Approximate time: 90 minutes

Learning Objectives:

  • Understand how to bring in data from single-cell RNA-seq experiments
  • Construct QC metrics to explore visually
  • Evaluate the QC metrics to filter out low quality cells

Single-cell RNA-seq: Quality control

The next step in the analysis is the quality control of the data at both the sample and cellular levels. This is a critical step in our analysis workflow, since failure to remove poor quality cells or a poor quality sample could make interpretation of our data more difficult.

Goals:

  • To filter the data to only include true cells that are of high quality, so that when we cluster our cells it is easier to identify distinct cell type populations
  • To identify any failed samples and either try to salvage the data or remove from analysis, in addition to, trying to understand why the sample failed

Challenges:

  • Delineating cells that are poor quality from less complex cells
  • Choosing appropriate thresholds for filtering, so as to keep high quality cells without removing biologically relevant cell types

Recommendations:

  • Have a good idea of your expectations for the cell types to be present prior to performing the QC. For instance, do you expect to have low complexity cells or cells with higher levels of mitochondrial expression in your sample? If so, then we need to account for this biology when filtering
  • If in doubt, be less stringent with your filtering. While having junk "cells" in the clustering can make it more difficult, if we see a cluster with high mitochondrial expression and no markers of interest, we can remove this cluster from the analysis downstream.

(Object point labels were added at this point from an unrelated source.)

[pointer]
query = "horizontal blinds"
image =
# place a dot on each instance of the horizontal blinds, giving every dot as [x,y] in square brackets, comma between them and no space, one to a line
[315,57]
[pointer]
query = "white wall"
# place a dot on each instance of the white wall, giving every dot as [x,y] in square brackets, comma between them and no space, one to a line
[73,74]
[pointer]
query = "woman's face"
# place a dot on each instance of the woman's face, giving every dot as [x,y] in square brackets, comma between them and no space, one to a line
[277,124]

Obtaining quality metrics for assessment

Oftentimes it is useful to extract the data and explore it ourselves without the limitations imposed by a specific tool/package. Therefore, we take the count matrix output and derive metrics for exploration. We have code available for deriving these metrics if interested.

Creating count data object

Generally, all single-cell RNA-seq datasets, regardless of technology or pipeline, will contain three files:

  1. a file with the gene IDs, representing all genes quantified
  2. a file with the cell IDs, representing all cells quantified
  3. a matrix of counts per gene for every cell

You will need to use these files to properly give the matrix of counts the gene IDs as row names and cell IDs as column names.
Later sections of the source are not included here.